Deep Learning Made Easy: Activation Functions, Parameters and Hyperparameters an...

This is the third part of the series Deep Learning Made Easy . Check out the previous articlehere.

In Part 2 , I introduced you with binary classification (0 vs 1), Logistic Regression, Cost function and Loss function, Gradient Descent and Forward and Backward Propagation. In this part of the series, we’ll be discussing -

Activation Functions
Random Initilaziton
Parameters vs Hyperparameters

The aim of this article is to be able to apply a variety of activation functions in a neural network and understand the role of hyperparameters in deep learning

#Activation Functions :

A neural network without an activation function is just a linear regression model

Neural network activation functions are a crucial component of deep learning. Activation functions determine the output of a deep learning model, its accuracy, and also the computational efficiency of training a model, which can make or break a large scale neural network. Activation functions are mathematical equations that determine the output of a neural network. The activation function is attached to each neuron in the network and determines whether it should be activated or not, based on whether each neuron’s input is relevant for the model’s prediction. Activation functions also help normalize the output of each neuron to a range between 1 and 0 or between -1 and 1.

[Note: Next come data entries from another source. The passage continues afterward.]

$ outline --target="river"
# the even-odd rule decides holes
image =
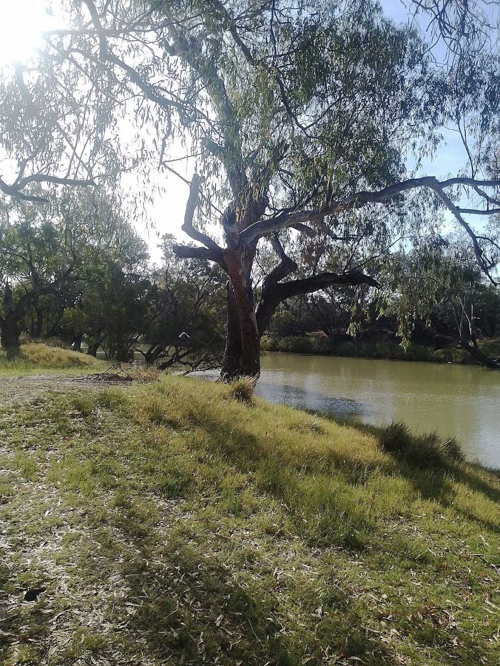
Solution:
[[[500,372],[473,366],[268,352],[256,393],[373,424],[456,436],[469,460],[500,468]]]

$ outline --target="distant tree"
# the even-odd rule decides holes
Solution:
[[[220,365],[224,341],[225,282],[220,268],[179,259],[171,234],[162,238],[163,264],[153,277],[143,328],[148,364],[161,360],[191,369]]]
[[[148,256],[116,200],[99,193],[4,202],[0,214],[0,341],[11,355],[22,332],[60,334],[65,310],[81,306],[103,266],[120,258],[129,273]]]
[[[114,186],[153,157],[171,172],[171,143],[191,143],[183,228],[201,246],[175,250],[227,275],[224,378],[259,373],[260,338],[281,302],[376,286],[371,258],[409,229],[438,226],[439,209],[465,230],[494,280],[494,245],[470,216],[500,205],[498,53],[466,39],[479,2],[415,5],[434,12],[439,39],[453,25],[449,53],[459,57],[446,67],[372,0],[68,1],[68,29],[47,34],[29,67],[2,74],[0,142],[17,172],[0,188],[39,200],[33,182]],[[125,117],[135,121],[129,140],[117,123]],[[407,156],[418,164],[435,155],[445,126],[463,135],[467,170],[415,177]],[[464,209],[467,191],[477,202]],[[137,201],[151,195],[145,188]],[[209,234],[207,220],[221,233]],[[290,230],[329,239],[332,270],[298,276],[285,250]],[[254,292],[266,240],[274,264]]]
[[[463,238],[423,242],[395,257],[393,268],[398,286],[392,308],[403,340],[409,340],[420,321],[432,331],[437,346],[459,347],[483,365],[498,367],[478,340],[491,325],[487,312],[492,304],[498,316],[500,295],[485,282]]]

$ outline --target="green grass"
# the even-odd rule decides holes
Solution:
[[[498,663],[500,474],[250,392],[0,408],[0,661]]]
[[[13,359],[7,359],[0,348],[0,376],[22,376],[35,372],[88,374],[101,372],[108,366],[85,354],[41,344],[22,344],[19,356]]]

#Linear Activation Function :

A linear activation function takes the form: A = CX

A linear function is just a polynomial of degree one. A linear equation is easy to solve but they are limited in their complexity and have less power to learn complex functional mappings. While using a linear function it is not possible to use backpropagation (gradient descent) to train the model as the derivative of the function is a constant, and therefore, has no relation to the input X. So it’s not possible to go back and understand which weights in the input neurons can provide a better prediction.

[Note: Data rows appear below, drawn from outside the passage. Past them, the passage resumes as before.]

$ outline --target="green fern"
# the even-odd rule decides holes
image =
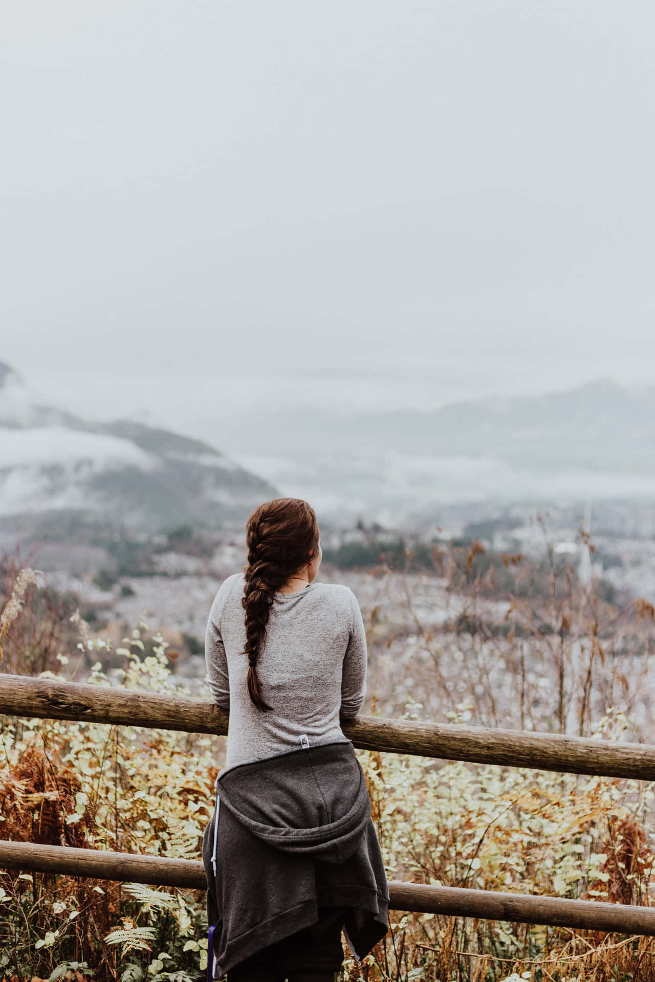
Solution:
[[[154,941],[155,937],[155,930],[152,927],[117,928],[105,935],[105,941],[108,945],[122,945],[122,954],[126,955],[131,951],[151,952],[148,942]]]

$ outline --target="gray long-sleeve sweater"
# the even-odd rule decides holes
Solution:
[[[257,658],[262,712],[248,695],[244,573],[222,583],[207,621],[205,658],[212,698],[230,710],[225,770],[299,747],[348,742],[341,719],[361,708],[366,635],[350,587],[315,580],[274,595],[266,641]]]

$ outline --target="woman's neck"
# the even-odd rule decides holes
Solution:
[[[309,577],[306,575],[291,576],[285,585],[278,590],[278,593],[300,593],[305,586],[309,585]]]

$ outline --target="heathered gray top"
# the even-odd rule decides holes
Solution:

Also, all layers of the neural network collapse into one with linear activation functions — no matter how many layers in the neural network, the last layer will be a linear function of the first layer (because a linear combination of linear functions is still a linear function). So a linear activation function turns the neural network into just one layer.

#Non-linear Activation Functions :

Non-linear functions are those which have a degree more than one and a curvature when plotted on a plane. The benefits of using them are that they allow backpropagation because of having a derivative function which is related to the inputs. They also allow “stacking” of multiple layers of neurons to create a deep neural network. Multiple hidden layers of neurons are needed to learn complex data sets with high levels of accuracy.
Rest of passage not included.